Вильгельм весь вечер напролет пил с приятелями в буфете, а, завидев Кароля, лез к нему целоваться: с недавних пор он души в нем не чаял.
А Мада?
Она была на седьмом небе от счастья. Ничего и никого, кроме мужа, не замечая, все время искала его, а найдя, надоедала нежностями.
В полночь изнемогший от усталости Кароль подошел к Яскульскому — тот в парадном костюме был на свадьбе чем-то вроде мажордома.
— Нельзя ли поторопиться с ужином — гости скучают, — сказал Кароль.
— Раньше положенного времени никак нельзя, — с важностью ответил шляхтич. Он уже порядком выпил, но на ногах держался твердо и, покручивая ус, свысока поглядывал на фабрикантов. — Ишь, шантрапа! — бурчал он себе под нос, что, однако, не мешало ему усердно им прислуживать.
Наконец, в большой, поражавшей великолепием столовой подали ужин.

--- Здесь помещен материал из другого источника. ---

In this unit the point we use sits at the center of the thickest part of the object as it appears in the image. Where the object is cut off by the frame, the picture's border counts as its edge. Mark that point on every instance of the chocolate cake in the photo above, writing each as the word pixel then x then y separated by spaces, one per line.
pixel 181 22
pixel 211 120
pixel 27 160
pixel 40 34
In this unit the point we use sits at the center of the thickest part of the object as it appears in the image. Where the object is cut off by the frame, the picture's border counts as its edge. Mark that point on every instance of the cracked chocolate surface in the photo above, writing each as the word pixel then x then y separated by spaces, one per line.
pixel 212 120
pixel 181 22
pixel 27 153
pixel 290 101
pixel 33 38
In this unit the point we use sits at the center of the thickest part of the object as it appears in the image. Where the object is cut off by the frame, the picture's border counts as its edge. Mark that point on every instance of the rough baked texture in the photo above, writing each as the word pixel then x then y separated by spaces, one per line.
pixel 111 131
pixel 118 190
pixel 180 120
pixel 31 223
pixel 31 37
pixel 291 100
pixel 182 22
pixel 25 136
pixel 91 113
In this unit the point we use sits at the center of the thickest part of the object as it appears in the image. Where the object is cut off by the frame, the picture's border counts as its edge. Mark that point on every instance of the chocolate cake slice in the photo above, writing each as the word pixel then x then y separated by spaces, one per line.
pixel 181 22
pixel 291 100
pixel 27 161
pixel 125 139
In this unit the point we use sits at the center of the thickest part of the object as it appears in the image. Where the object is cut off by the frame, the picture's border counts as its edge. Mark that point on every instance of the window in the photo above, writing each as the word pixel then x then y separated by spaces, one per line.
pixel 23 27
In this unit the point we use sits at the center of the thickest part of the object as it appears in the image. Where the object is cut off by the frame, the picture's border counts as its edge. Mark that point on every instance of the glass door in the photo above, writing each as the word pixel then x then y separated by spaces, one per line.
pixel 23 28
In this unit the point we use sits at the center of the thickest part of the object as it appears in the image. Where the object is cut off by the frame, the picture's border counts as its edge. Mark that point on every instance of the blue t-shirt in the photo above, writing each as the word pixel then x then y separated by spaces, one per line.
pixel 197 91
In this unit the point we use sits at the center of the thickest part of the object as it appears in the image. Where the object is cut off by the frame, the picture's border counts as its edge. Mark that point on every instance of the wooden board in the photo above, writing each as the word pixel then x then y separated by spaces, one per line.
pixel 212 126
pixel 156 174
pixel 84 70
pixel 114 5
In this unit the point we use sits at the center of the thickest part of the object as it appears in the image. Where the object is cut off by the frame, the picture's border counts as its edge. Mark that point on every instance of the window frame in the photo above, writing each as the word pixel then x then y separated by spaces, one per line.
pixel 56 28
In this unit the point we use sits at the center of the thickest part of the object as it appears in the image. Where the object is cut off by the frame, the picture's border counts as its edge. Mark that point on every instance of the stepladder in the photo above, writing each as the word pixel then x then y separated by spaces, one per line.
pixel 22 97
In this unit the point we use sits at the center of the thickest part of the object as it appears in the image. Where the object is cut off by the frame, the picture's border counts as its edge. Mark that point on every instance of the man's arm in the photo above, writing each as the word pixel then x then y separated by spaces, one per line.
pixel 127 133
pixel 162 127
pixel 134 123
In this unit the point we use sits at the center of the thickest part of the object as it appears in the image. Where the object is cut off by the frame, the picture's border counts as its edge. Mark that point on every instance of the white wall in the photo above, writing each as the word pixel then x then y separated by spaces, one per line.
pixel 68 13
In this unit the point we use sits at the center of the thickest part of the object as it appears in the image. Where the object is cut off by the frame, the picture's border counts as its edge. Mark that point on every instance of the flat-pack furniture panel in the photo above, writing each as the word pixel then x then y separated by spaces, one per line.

Столы ломились от хрусталя, серебра и цветов.
Кароль сидел рядом с раскрасневшейся, как пион, женой и терпеливо выслушивал тосты, заздравные речи и сальные шуточки в свой адрес.
В конце ужина за столом воцарилось безудержное веселье, и гости до того разошлись, что полезли к Каролю целоваться, и тому волей-неволей приходилось обнимать этих толстяков с лоснившимися от жира физиономиями, которые набрасывались на еду, как оголодавшие волки, и, как в бездонные бочки, вливали в себя вино. А когда Маду увели обряжать в чепец, им завладели разные тетушки, двоюродные сестры и прочие родственники и свойственники.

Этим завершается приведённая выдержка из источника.